Social media thrives on reciprocity. Wikipedia notes that:
In public good experiments, behavioral economists have demonstrated that the potential for reciprocal actions by players increases the rate of contribution to the public good, providing evidence for the importance of reciprocity in social situations
If you follow someone who follows you, then you’ll get a great dialogue going, you can track what’s happening in your closed circle. But there’s a problem…
Lots of us use social media to discover what’s happening in our circle of friends and their circle of friends. Often friends and colleagues follow each other to find out what’s going on. But this can lead to insularity – especially within organisations who are making their first forays into social media. See the image below:
In the diagram on the left, A,B and C follow each other closely. They know each others friends and they have a huge overlap in their friend circles. Due to the high level of interaction between A, B and C, there is little time for any of them to reach out and discover new people, news or trends that might be happening outside of their world. Only C has a link to D, but with the interaction between his other colleagues, messages from D, who doesn’t know any of the others, might be missed in the stream.

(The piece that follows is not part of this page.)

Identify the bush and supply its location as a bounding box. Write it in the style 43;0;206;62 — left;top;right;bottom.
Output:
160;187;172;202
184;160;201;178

Contrast this with the example on the right. A, B, and C have minimal interaction with each other. A might follow B and C but not necessarily be followed back. Their interaction is focused externally so messages from D have a better chance of being noticed and propagated through the group.
I’ve noticed this a lot in large organisations and clients I work with. Often, they spend significant amounts of time following colleagues in the same team as them, and certainly in the same larger group. They don’t seem to watch what is going on around them and often miss items of significance. This has been an issue in some organisations who focus their attentions internally much more than looking externally. Often, breaking some of the connections and replacing them with external connections has brought a new perspective and new interaction onto the group and its outreach.
So it really doesn’t matter who you follow. you don’t have to follow anyone back because they followed you. Follow the people who you find interesting, not necessarily other members of your team or everyone in your organisation. Follow those who interest you – and when they stop giving useful information – all you have to do is unfollow them.
Reach out to new people and stop the network imploding under the weight of the same pieces of information going round and round.